Un suivi après la sortie

Concrètement, le réveil se fera à 6h45, les activités débuteront vers 9h jusqu’à midi avant de reprendre de 14h à 17h. De 17h à 19h, des ateliers ou un suivi individuel sera proposé aux pensionnaires qui termineront la journée par des activités socio-éducatives. Une fois par semaine un lever des couleurs nationales sera effectué avec le drapeau tricolore. Il n’y aura pas d’uniforme mais « des tenues uniformisées » pour le sport, les activités du quotidien et les sorties. Un programme « complet, avec un projet individuel et une prise en charge progressive en 3 fois 3 mois avec un dernier mois de ciselage pour préparer le retour à l’extérieur. » On l’a bien compris, il n’y a donc que dans les toutes premières semaines que les jeunes seront coupés du monde. En revanche, ils auront droit à leur smartphone même si une surveillance des télécommunications a été prévue (on ne nous en a pas dit plus là-dessus).

Et après Pontourny, il se passe quoi ? « Nous continuerons un suivi de loin, notamment avec les éducateurs référents de ces jeunes qui sont également suivis par les préfectures et les services de renseignements. » D’ailleurs, il est envisageable de faire plusieurs séjours dans le centre. Et les autorités sont aussi conscientes du risque d’échec.

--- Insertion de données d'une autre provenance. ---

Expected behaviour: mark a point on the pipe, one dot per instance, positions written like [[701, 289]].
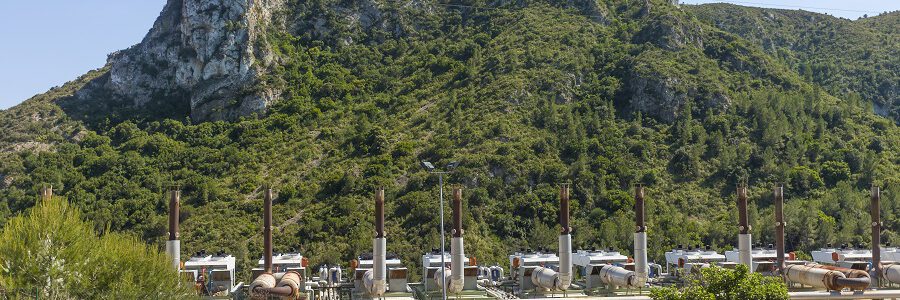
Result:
[[641, 267], [565, 241], [744, 238], [457, 251], [779, 229], [173, 245], [875, 210], [267, 231], [379, 252]]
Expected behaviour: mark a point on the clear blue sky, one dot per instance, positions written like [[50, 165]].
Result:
[[44, 43]]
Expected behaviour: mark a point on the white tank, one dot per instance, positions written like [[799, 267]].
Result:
[[617, 276], [545, 278], [323, 274], [496, 273], [457, 263], [565, 261]]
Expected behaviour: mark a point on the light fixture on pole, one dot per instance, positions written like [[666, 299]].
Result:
[[431, 169]]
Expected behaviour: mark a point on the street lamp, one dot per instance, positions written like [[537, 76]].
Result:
[[431, 169]]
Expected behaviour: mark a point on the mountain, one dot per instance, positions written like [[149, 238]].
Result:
[[327, 100], [849, 58]]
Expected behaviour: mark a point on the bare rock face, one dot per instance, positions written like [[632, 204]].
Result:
[[207, 52]]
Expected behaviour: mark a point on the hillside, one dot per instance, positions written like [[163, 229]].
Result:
[[848, 58], [343, 97]]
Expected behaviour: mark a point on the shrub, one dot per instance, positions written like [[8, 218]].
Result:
[[53, 253], [725, 284]]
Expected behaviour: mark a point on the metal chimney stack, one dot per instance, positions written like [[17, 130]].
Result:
[[47, 193], [379, 245], [744, 238], [875, 210], [173, 245], [457, 254], [267, 231], [565, 240], [779, 229], [641, 268]]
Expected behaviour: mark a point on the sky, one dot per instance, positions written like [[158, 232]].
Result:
[[45, 43]]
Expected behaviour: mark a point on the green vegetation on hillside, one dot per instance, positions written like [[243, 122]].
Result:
[[851, 59], [52, 253], [526, 97], [724, 284]]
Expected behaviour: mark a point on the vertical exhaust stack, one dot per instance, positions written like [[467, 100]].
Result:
[[641, 268], [47, 193], [173, 245], [779, 229], [457, 254], [267, 231], [876, 234], [744, 238], [379, 245], [565, 241]]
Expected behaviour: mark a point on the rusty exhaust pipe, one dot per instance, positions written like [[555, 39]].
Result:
[[376, 286], [876, 234], [641, 268], [267, 231], [744, 238], [47, 193], [565, 240], [457, 251], [173, 245], [779, 229]]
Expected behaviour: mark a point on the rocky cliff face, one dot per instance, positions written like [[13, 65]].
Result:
[[206, 52]]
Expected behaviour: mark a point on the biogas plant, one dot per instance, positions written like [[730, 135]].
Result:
[[834, 272]]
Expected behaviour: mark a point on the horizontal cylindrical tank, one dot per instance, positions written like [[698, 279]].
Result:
[[617, 276], [545, 278], [496, 273], [292, 280], [259, 285], [823, 278], [335, 275], [892, 273]]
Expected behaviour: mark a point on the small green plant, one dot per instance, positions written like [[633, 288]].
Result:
[[725, 284], [53, 253]]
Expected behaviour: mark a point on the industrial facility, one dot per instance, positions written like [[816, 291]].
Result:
[[834, 272]]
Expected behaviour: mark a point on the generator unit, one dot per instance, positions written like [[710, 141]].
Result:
[[845, 256], [397, 274], [681, 261], [213, 274], [762, 258]]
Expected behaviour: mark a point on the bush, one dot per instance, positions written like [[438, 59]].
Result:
[[725, 284], [53, 253]]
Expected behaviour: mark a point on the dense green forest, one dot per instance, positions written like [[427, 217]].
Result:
[[858, 58], [526, 95], [53, 253]]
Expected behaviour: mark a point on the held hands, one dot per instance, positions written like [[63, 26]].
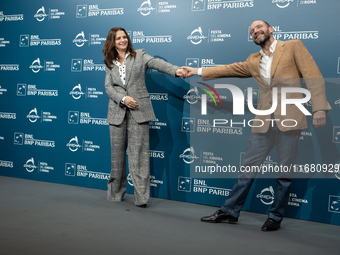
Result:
[[189, 71], [182, 73], [319, 119], [130, 102]]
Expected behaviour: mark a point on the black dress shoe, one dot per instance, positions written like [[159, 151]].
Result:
[[142, 206], [219, 216], [271, 225]]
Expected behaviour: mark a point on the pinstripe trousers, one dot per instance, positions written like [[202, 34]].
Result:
[[134, 137]]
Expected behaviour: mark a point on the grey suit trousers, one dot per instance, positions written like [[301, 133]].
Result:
[[135, 137]]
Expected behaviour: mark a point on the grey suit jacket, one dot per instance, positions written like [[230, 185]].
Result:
[[134, 87]]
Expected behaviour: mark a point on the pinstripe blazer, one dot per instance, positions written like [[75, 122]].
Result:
[[291, 62], [134, 87]]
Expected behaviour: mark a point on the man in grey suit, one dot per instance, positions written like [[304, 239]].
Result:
[[129, 113]]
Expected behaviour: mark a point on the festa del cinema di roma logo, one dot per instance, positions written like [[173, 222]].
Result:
[[238, 101]]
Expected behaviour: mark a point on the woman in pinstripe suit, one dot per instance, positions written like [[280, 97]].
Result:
[[129, 113]]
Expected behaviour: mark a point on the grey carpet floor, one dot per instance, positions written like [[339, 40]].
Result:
[[46, 218]]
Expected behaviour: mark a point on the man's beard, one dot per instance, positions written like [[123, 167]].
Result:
[[266, 37]]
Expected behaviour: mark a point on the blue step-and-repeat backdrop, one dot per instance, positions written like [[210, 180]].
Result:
[[53, 103]]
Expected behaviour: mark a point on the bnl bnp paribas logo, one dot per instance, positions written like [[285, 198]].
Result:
[[202, 5], [283, 3], [266, 196], [93, 10], [53, 14], [196, 36], [47, 66], [145, 8]]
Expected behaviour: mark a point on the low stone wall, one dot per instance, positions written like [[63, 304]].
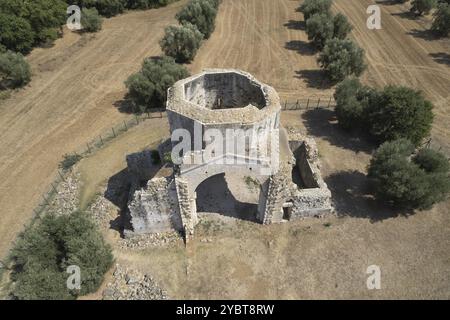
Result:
[[155, 208], [315, 199]]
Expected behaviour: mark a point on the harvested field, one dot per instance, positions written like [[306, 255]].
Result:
[[267, 39], [70, 101], [75, 94], [230, 258]]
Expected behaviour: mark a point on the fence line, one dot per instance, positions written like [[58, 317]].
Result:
[[90, 147], [309, 103]]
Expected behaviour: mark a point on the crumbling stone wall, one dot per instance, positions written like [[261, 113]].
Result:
[[155, 208], [228, 99]]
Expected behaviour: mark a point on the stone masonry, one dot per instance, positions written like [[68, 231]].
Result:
[[220, 101]]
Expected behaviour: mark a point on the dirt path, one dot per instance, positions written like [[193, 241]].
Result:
[[69, 102]]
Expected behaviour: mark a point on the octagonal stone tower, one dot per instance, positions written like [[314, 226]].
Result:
[[226, 102], [242, 117]]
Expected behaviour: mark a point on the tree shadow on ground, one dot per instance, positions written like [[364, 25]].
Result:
[[116, 192], [323, 123], [387, 2], [427, 35], [124, 105], [406, 15], [295, 25], [301, 47], [314, 79], [441, 57], [352, 196]]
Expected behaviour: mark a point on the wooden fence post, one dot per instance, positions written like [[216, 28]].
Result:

Un comité de suivi se réunira enfin régulièrement pour évaluer le fonctionnement de cette nouvelle institution et envisager son évolution. Pontourny est clairement un pari, une expérience dans laquelle l’Etat se lance avec confiance mais aussi beaucoup d’incertitudes… Les premiers internes sont attendus d’ici la fin du mois. Ils seront moins d’une dizaine, mais les lits devraient afficher complet dès début 2017. Une chose est sûre : après les « portes ouvertes » d’aujourd’hui, micros, caméras et appareils photo sont priés de se faire discrets.

L.G.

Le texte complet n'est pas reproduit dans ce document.